AMPAG welcomes the Victorian Government’s commitment to upgrading the Arts Centre Melbourne—a long overdue move and one which will have a very positive impact for the performing arts sector.
‘As Melbourne’s major venue, its viability and operational stability has a direct impact on the resident companies’, Ms Bethwyn Serow, AMPAG’s executive director, said today.
‘The Arts Centre’s $10 million ‘sustainability’ package (as well as other funding for essential capital works in the basement) should go a long way to restoring confidence.’
Four major performing arts companies regularly use the Arts Centre—the Australian Ballet, Melbourne Symphony Orchestra, Melbourne Theatre Company and Opera Australia—so its viability is of great concern.
The Victorian Budget also included a $1.1 million commitment to establishSummer in Southbank, ‘an events program for audiences of all ages’.
The major performing arts companies look forward to being involved in this exciting initiative, which will create new opportunity to engage with the community and to build the vibrancy of Melbourne’s art precinct for everyone to enjoy.
Minister for the Arts, the Hon Heidi Victoria said, ‘The Summer in Southbank program will bring new events, activities and visitors to the Precinct, responding directly to the Melbourne Arts Precinct Blueprint's recommendation to bring artists and institutions together to enliven the streets.’
AMPAG also welcomed the $5 million earmarked for the Arts and Cultural Facilities Maintenance Fund, which supports essential maintenance works at state-owned arts facilities that house a range of government and non-government arts organisations.
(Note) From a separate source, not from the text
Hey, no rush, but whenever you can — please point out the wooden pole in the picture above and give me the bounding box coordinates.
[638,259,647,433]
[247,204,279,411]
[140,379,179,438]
The Western Australian government is also concentrating on infrastructure programs in its arts funding with $21.5 million for capital works, including $7.8million over the next four years to be invested in upgrading equipment and facilities at some of the state’s key performance venues and cultural institutions.
This investment will replace outdated and equipment and technology, ‘bringing our cultural institutions in line with modern practices’.
However, Chamber of Arts and Culture WA, Warwick Hemsley, said the total arts budget has suffered a reduction of $2 million from the budgeted figure for 2013–14 and considerably less that the estimated actuals for this financial year.
‘The pre-budget announcements of new funds for equipment upgrades and regional touring had done little to disguise the fact that arts funding as a proportion of the total state budget has diminished from just under 1 per cent ten years ago to a current level of 0.45 per cent.
‘The Chamber strongly supports legacy projects such as the State Theatre Centre and the new museum as important parts of ongoing investment in capital works but questions whether the sector will continue to flourish enough to provide the necessary artistic and cultural content for them,’ Mr Hemsley said.
‘We agree that access to high quality arts experiences and cultural infrastructure increases the liveability of regional towns and cities and enhances the quality of life for Western Australians living in these regional communities,’ Ms Serow said.
‘We wait to see how other state governments support the arts in their forward budgets,’ she said.
Queensland releases its on 3 June, New South Wales on 17 June, South Australia on 19 June and Tasmania on 28 August 2014.